In the bathroom urine spilled freely out of the overburdened toilet bowl and slopped onto the floor, but it was at least private. The future Councillor Murray locked the door, did his best to avoid the muck, and shot heroin into his veins.
“It was so hot in the confines of the crapper, when the rush hit you, with its accompanying hot flush; the smell of the urine would be particularly sharp and burn your eyes,” he would write, years later. “I didn’t recognise it at the time, but I had dropped down quite a few pegs on the ‘if I ever get as bad as that’ scale.”
After 10 years in public office, with three decades in the public service behind him, Shellharbour City councillor Murray has detailed his descent from university scholarship recipient to heroin addict in a memoir, To Hell with Smack.
The one-time Warilla High School teacher’s account focuses on his white-knuckle 1975 heroin odyssey along Asia’s hippie trail and his life-altering encounter with a Salvation Army counsellor.

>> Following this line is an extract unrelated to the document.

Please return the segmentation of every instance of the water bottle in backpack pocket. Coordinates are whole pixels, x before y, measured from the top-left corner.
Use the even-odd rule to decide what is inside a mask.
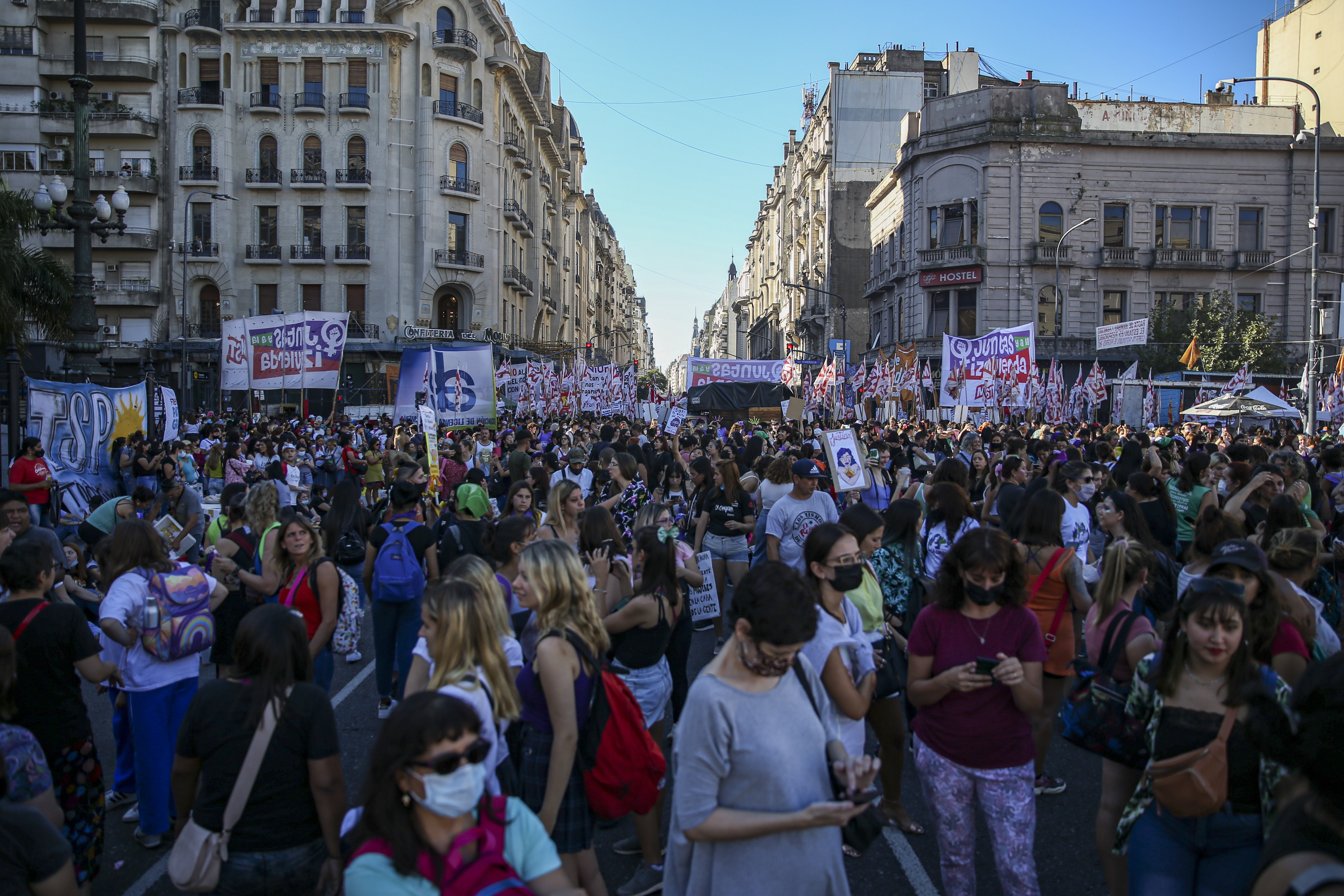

Mr Murray attended Sydney University on a teaching scholarship, but outside of classes led a fast-paced party life. He shared a house with members of the then-fledgling Comanchero Motorcycle Club. Their outrageous parties gave rise to initiation rituals, including “distasteful” group sex rituals (he never participated) for “unattached women” who wanted to be in the club’s good graces.
He drank and took drugs but drew the line at heroin until January 1975, when he departed Sydney for Bali. He returned eight months later weighing 51kgs, with his arms covered in track marks. He suffered malnutrition and hepatitis and was so weak he couldn’t go to the toilet without leaning against a wall.
Now 62, Mr Murray told the Mercury he did not want to hide his past.
“It happened and I’m not ashamed of it,” he said. “I’ve changed my life, I’ve made a contribution and I guess I’ve got something to pass on to people who might want to do the same.”
Mr Murray credits a counsellor, Rex, with turning his life around during his rehabilitation at the Salvation Army’s William Booth Institute.
“I was a fool in a hurry and he taught me to refocus that so I had energy to do things.”
“A lot of people tried to help me … but they didn’t tempt me with anything else. This guy tempted me with [the idea] that life could be different.”